Thankfully, the next couple of paragraphs are just a description of the process and don’t merit line-by-line examination. Skipping ahead, therefore:
This new technology and the increased picture of complexity described by it add even more weight to the fact that the genome is completely functional and irreducibly complex. This is a fact recently highlighted by 30 simultaneously published research papers in the 2012 ENCODE (encyclopedia of DNA elements) project reports.
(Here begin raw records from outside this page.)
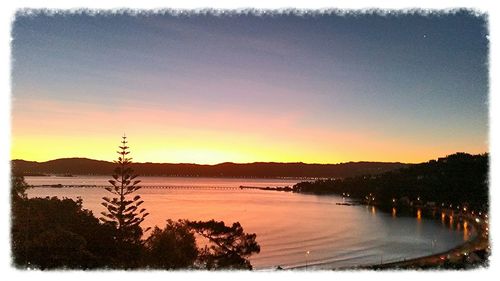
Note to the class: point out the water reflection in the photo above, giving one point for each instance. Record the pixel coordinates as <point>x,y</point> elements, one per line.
<point>466,231</point>
<point>287,224</point>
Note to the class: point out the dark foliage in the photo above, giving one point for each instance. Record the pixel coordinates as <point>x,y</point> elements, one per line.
<point>123,210</point>
<point>457,179</point>
<point>173,247</point>
<point>51,233</point>
<point>229,247</point>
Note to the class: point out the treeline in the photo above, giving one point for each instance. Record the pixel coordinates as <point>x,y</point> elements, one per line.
<point>83,166</point>
<point>460,179</point>
<point>50,233</point>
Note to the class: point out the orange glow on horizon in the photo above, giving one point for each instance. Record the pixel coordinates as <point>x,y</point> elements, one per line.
<point>161,136</point>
Ah, ENCODE. It was inevitable, really.
In the lead ENCODE research paper, published in the journal Nature, the authors wrote, “These data enabled us to assign biochemical functions for 80% of the genome, in particular outside of the well-studied protein-coding regions.” For a recent review of the ENCODE discoveries and their significance to the creation-evolution debate, see the recent review of ENCODE in Acts & Facts.
So ends the important part of this article.
I didn’t go over the Acts & Facts ‘review’ because it was largely a reprint of an earlier posting, which we did look at. To be brief, even if junk DNA really doesn’t exist the evidence in the ENCODE study does not actually show that – the term “biochemical function” is quite misleading. If you have the time I recommend listening to this podcast on the issue, or start here if you prefer text.
Stripped of the irreducible complexity and junk DNA aspects, Tomkins really doesn’t have anything. Yes, we now have a tool that could potentially tell us a lot about our genome. But so far, at least, we have learnt nothing that should excite a creationist.